I want to show that every generating set of $\mathbb{Q}$ (as $\mathbb{Z}$-module) contains infinite elements by showing that for every generating set $I$ and element $i \in I$ the set $I \setminus i$ generates the module as well.
Sadly I don't really know where to start.
Take $\frac i2\in \Bbb Q$, and write it out as a finite linear combination of elements of $I$ with integer coefficients. There might be a term with $i$ in there. Subtract it away. You now have a linear combination representing some $\frac{ki}2$, where $k$ is an odd integer. Multiply it by $2$, and you have a representation of $ki$ without using $i$. If $k = \pm1$ you're done.

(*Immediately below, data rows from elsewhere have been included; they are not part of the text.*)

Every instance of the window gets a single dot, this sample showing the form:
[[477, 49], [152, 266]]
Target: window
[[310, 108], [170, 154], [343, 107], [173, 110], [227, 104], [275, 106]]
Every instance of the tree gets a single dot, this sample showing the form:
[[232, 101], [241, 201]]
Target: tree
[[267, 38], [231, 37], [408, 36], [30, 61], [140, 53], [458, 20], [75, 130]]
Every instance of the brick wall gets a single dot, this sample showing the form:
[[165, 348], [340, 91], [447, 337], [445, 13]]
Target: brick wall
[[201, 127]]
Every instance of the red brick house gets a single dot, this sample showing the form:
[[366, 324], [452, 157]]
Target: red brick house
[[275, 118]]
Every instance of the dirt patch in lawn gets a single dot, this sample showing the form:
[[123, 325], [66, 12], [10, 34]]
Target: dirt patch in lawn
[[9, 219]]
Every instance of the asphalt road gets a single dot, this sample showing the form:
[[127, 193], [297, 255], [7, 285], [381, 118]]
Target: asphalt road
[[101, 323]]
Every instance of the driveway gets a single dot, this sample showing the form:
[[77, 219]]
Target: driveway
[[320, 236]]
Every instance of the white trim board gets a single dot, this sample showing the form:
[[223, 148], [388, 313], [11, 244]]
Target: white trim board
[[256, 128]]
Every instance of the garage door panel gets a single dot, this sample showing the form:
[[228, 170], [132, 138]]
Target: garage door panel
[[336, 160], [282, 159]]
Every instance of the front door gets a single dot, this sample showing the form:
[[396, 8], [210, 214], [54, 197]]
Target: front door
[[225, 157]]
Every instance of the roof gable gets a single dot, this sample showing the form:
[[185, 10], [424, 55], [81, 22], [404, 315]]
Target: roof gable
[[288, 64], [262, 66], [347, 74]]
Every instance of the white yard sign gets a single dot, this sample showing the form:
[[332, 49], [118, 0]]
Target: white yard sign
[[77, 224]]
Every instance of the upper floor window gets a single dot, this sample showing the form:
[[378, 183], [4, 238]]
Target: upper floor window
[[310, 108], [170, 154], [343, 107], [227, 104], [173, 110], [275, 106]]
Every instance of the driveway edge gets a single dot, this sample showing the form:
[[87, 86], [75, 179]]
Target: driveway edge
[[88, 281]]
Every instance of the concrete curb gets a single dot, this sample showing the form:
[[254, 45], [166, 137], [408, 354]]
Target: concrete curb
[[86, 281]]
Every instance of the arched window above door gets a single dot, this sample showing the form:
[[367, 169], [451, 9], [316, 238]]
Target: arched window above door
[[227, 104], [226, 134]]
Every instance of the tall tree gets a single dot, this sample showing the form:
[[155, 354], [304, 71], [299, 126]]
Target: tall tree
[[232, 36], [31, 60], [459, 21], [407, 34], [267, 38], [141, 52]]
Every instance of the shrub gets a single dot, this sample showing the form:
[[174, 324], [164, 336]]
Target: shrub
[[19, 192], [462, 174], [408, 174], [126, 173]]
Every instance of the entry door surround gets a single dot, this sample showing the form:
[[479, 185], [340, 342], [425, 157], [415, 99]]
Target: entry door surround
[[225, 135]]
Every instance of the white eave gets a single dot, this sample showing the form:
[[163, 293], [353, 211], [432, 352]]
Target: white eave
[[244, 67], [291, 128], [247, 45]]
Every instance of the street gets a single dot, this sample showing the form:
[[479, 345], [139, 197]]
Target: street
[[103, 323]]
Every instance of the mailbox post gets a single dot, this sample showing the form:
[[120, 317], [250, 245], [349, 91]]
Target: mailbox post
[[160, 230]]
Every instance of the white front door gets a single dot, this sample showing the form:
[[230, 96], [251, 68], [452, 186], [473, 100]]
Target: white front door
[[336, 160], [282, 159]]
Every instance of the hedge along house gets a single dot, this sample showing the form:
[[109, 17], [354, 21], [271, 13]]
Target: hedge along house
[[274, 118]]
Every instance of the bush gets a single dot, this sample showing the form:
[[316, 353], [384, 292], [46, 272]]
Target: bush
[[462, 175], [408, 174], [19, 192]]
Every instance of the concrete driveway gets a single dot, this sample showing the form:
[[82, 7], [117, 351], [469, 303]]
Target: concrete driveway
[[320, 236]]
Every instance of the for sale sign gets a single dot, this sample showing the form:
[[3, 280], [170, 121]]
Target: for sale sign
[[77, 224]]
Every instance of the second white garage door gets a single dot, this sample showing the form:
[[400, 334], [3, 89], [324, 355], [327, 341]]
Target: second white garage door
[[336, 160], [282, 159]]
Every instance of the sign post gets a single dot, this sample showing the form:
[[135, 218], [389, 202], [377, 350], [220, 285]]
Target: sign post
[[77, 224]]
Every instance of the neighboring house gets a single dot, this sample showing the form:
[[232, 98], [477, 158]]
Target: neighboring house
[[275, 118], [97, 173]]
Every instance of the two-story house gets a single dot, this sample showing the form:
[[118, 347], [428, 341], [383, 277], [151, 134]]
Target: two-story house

Otherwise, consider $\frac{i}{k}$, and do exactly the same thing. Note that when you subtract away the term with $i$ from the linear combination, you end up with a linear combination representing some number of the form $\frac{mki + i}{k}$ for some integer $m$. Multiply by $k$, and you now have a representation of $mki + i$ without using $i$.
Take the representation of $ki$ from earlier, multiply that by $m$, and you get a representation of $mki$ without using $i$. So now we have a representation of $mki + i$, and a representation of $mki$, both without using $i$. If we subtract one from the other, we've got a representation of $i$ without using $i$, and we're done.